Serialization
It should now be possible to use any output encoding that is supported by the Java VM, without defining
a custom CharacterSet class. In JDK 1.4, Java allows the application to determine whether
particular characters are encodable using a given character set, and this information is now used to
decide whether to replace the character with a numeric character reference. Because I don't know how
efficient this mechanism is, I still use the old mechanism for character sets that were previously
supported in Saxon, and the mechanism for defining user-defined character sets is still available
for the time being. It has been restricted, however, so that Saxon will only attempt to load a
PluggableCharacterSet for encoding XXX if the output property encoding.XXX="class-name"
is present.
The code now allows for the possibility that character encodings other than UTF-8 and UTF-16 may be capable of encoding supplemental characters (characters whose Unicode codepoints are above 65535). Previously such characters were always output as numeric character references, except when using UTF-8 and UTF-16. A consequence of this is that user-written PluggableCharacterSet implementations must be prepared to categorize such characters.

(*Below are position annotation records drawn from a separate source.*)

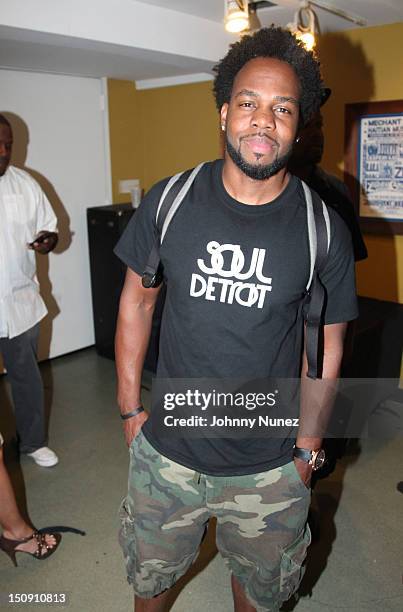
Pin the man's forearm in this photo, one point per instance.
(317, 396)
(131, 342)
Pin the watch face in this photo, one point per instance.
(319, 459)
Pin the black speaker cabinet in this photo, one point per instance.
(105, 226)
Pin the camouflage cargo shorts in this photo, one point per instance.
(261, 525)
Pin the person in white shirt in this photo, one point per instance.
(28, 225)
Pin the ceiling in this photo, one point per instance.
(143, 39)
(374, 11)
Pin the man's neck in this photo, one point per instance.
(252, 191)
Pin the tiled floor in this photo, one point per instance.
(356, 565)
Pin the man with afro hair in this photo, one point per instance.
(235, 260)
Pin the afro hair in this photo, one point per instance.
(275, 43)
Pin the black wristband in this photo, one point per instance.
(128, 415)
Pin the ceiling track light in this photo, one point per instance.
(236, 17)
(240, 15)
(305, 26)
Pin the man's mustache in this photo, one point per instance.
(259, 135)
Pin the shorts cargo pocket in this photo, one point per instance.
(127, 539)
(292, 564)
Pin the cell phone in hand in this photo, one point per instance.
(40, 239)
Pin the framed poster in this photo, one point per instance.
(373, 164)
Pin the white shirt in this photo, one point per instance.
(24, 212)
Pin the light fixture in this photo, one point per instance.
(236, 16)
(306, 25)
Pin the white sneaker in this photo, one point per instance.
(44, 457)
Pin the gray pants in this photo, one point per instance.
(20, 360)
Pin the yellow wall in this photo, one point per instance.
(155, 133)
(126, 135)
(363, 65)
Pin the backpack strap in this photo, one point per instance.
(171, 198)
(319, 242)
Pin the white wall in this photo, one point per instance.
(63, 120)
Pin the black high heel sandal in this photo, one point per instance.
(9, 546)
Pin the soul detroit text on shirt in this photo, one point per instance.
(245, 294)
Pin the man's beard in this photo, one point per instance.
(256, 171)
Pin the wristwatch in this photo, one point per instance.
(315, 458)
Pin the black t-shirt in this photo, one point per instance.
(236, 276)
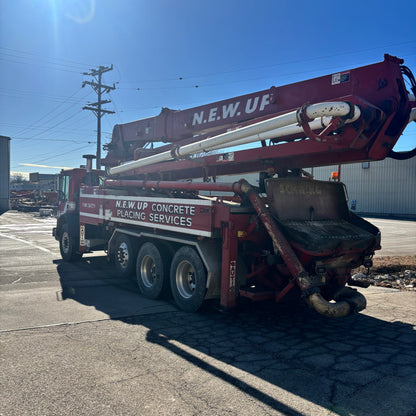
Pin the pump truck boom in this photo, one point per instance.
(162, 215)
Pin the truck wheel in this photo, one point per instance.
(151, 269)
(124, 256)
(188, 279)
(68, 245)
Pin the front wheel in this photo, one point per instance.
(188, 279)
(151, 269)
(68, 245)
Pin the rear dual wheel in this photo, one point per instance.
(125, 256)
(188, 279)
(151, 269)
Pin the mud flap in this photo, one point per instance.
(347, 302)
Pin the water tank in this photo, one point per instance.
(4, 173)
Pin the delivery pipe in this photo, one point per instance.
(331, 109)
(291, 130)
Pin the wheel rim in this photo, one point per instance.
(148, 271)
(185, 279)
(123, 255)
(65, 242)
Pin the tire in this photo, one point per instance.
(188, 279)
(68, 245)
(151, 270)
(125, 256)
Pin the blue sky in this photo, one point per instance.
(225, 47)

There are some differences between the character encodings supported by the old java.io package
and the new java.nio package. If the requested encoding is not supported by the java.nio package, then
all non-ASCII characters will be represented using numeric character references. If the encoding is
not supported by the java.io package, then Saxon will revert to using UTF-8 as the actual output
encoding. A list of the character encodings
supported in the java.nio package can be obtained by using the command java net.sf.saxon.charcode.CharacterSetFactory,
with no parameters.
The HTML serialization method should now handle INS and DEL elements correctly.
User-written emitters were not working; the code has been fixed but not tested.